Zum Abschluss der sechsteiligen Serie über das Leben und Werk der heiligen Hildegard von Bingen machte sich die "Kirchenzeitung" auf Erkundungstour in ihrer Heimat
„Da hinten steht Hildegard!“ – Kurt Brühl deutet auf den Müsli-Tisch des Frühstücksbuffets. „Jeden Tag fünf Mandeln hat die Hildegard gesagt, das hält den Geist fit“. Der fröhliche Hotelchef weiß abends, wie er seine Hotelgäste mit guter Laune unterhält. „Die meisten Leute wissen ja gar nicht, dass die Hildegard nicht in Bingen liegt, sondern hier bei uns in Rüdesheim.“ Mit „bei uns“ meint er die Pfarrkiche im Rüdesheimer Stadtteil Eibingen. Dort steht der Schrein der bekanntesten mittelalterlichen Heiligen. Nur ein paar hundert Meter weiter hinauf durch die Weinberge leben 51 Benediktinerinnen im Kloster St. Hildegard.
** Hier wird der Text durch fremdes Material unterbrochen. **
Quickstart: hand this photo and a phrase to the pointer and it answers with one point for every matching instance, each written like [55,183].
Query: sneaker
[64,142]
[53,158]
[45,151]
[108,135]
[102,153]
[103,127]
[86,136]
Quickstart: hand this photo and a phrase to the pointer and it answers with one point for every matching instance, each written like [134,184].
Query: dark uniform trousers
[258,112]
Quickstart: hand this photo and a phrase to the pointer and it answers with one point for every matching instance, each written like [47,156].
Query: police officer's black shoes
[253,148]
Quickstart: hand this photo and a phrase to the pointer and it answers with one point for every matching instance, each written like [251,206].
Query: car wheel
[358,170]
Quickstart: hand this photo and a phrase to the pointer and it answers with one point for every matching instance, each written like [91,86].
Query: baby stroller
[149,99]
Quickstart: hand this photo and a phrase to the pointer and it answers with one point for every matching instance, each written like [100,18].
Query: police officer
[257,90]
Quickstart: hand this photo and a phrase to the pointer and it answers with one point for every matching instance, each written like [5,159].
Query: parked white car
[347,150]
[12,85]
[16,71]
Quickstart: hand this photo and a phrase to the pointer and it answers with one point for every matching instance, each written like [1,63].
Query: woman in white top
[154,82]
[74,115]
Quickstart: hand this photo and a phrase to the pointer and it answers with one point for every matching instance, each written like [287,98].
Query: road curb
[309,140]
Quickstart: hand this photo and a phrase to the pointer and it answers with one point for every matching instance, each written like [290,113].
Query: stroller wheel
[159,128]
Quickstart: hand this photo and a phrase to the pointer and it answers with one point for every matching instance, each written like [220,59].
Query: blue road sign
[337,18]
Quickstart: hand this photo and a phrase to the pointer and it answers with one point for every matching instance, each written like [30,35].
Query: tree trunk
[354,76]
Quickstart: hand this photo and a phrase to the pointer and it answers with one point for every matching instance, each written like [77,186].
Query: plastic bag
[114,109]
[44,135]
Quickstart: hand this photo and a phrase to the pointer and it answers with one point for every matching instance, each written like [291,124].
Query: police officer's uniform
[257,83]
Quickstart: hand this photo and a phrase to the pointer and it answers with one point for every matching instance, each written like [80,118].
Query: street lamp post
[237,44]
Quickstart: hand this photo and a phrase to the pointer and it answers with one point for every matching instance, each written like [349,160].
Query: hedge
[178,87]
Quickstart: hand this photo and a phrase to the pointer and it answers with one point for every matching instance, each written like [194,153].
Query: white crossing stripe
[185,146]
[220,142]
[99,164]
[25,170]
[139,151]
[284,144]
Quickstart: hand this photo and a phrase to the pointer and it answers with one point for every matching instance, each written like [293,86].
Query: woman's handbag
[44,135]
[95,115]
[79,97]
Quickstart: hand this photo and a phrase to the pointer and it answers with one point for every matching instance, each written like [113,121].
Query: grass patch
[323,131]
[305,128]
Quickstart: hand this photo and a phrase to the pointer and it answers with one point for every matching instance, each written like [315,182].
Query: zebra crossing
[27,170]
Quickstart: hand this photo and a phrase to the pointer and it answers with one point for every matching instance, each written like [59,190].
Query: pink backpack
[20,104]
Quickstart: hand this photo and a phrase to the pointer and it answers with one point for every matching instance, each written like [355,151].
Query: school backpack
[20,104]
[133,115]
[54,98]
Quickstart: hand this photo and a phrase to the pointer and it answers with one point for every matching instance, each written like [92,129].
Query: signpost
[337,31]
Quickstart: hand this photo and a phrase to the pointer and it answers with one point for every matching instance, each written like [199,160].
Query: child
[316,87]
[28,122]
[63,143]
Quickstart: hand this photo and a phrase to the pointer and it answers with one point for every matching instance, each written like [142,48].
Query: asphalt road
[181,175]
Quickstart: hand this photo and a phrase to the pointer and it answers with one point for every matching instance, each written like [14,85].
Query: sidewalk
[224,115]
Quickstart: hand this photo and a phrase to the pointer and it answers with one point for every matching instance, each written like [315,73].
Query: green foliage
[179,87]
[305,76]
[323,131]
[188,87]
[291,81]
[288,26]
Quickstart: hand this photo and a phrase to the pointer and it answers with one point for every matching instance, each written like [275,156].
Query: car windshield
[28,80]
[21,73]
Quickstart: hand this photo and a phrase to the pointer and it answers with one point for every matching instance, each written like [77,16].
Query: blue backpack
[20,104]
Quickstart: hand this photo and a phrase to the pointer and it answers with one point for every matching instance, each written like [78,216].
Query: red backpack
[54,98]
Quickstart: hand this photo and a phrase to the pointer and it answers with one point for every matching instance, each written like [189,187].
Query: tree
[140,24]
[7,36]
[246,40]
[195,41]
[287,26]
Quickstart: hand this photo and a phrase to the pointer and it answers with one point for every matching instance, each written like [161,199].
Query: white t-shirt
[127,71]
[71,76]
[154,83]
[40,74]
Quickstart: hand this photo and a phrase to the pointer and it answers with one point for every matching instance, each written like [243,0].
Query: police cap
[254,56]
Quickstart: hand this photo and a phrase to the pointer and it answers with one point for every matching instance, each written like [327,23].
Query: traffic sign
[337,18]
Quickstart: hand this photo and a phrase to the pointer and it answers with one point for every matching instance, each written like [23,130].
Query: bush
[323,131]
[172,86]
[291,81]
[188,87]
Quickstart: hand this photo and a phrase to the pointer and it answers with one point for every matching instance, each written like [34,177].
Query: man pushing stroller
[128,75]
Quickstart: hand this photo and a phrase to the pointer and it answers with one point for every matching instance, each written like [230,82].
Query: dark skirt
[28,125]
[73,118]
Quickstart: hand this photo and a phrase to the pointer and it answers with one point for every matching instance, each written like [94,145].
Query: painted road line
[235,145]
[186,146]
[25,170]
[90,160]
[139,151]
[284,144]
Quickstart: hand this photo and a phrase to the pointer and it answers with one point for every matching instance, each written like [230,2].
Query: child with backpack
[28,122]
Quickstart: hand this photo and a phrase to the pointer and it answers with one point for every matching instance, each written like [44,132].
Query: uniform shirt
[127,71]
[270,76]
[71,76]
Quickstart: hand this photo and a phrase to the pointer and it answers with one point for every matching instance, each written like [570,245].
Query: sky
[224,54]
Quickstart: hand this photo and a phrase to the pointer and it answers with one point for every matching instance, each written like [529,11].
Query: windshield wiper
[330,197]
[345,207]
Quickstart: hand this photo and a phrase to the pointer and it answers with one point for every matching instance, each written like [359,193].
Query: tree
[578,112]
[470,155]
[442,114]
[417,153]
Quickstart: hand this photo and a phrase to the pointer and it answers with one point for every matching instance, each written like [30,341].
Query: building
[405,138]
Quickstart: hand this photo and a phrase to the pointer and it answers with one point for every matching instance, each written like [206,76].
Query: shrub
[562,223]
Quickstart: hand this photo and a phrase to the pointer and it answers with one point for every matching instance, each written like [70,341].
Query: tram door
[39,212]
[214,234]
Rheinromantik. Weil die einzelnen Gedächtnisstätten der weltberühmten Heiligen relativ zerstreut sind, ist die Orientierung für den Hildegard-Pilger nicht ganz einfach. Dazu kommt, dass die überwiegende Mehrzahl der Touristen ohnehin nicht wegen Hildegard hierher kommt, sondern der Rheinromantik wegen. Zweieinhalb Millionen sind es jährlich, die im Rahmen einer Schifffahrt in Rüdesheim anlegen und in der weltbekannten „Drosselgasse“ einkehren. Hildegard-Menüs stehen hier zwar auf der Speisekarte, aber die meisten Gäste kommen lieber zum Schlemmen, Wein trinken und Tanzen, weiß Susanne Breuer, Chefin des Weinhotels „Rüdesheimer Schloss“. Mit einem „H“ hat sie jene Speisen auf der Karte gekennzeichnet, die Hildegards Lehre entsprechen. Köstlich sind sie jedenfalls alle, ob mit oder ohne „H“. Jede Servicekraft im Hotel muss die wichtigsten Eckpunkte von Hildegards Ernährungslehre kennen. Allein das Interesse der Restaurantgäste ist noch relativ gering. Ihr Verlangen gilt eher den köstlichen Tröpferln im Weinglas als Hildegards Lehren.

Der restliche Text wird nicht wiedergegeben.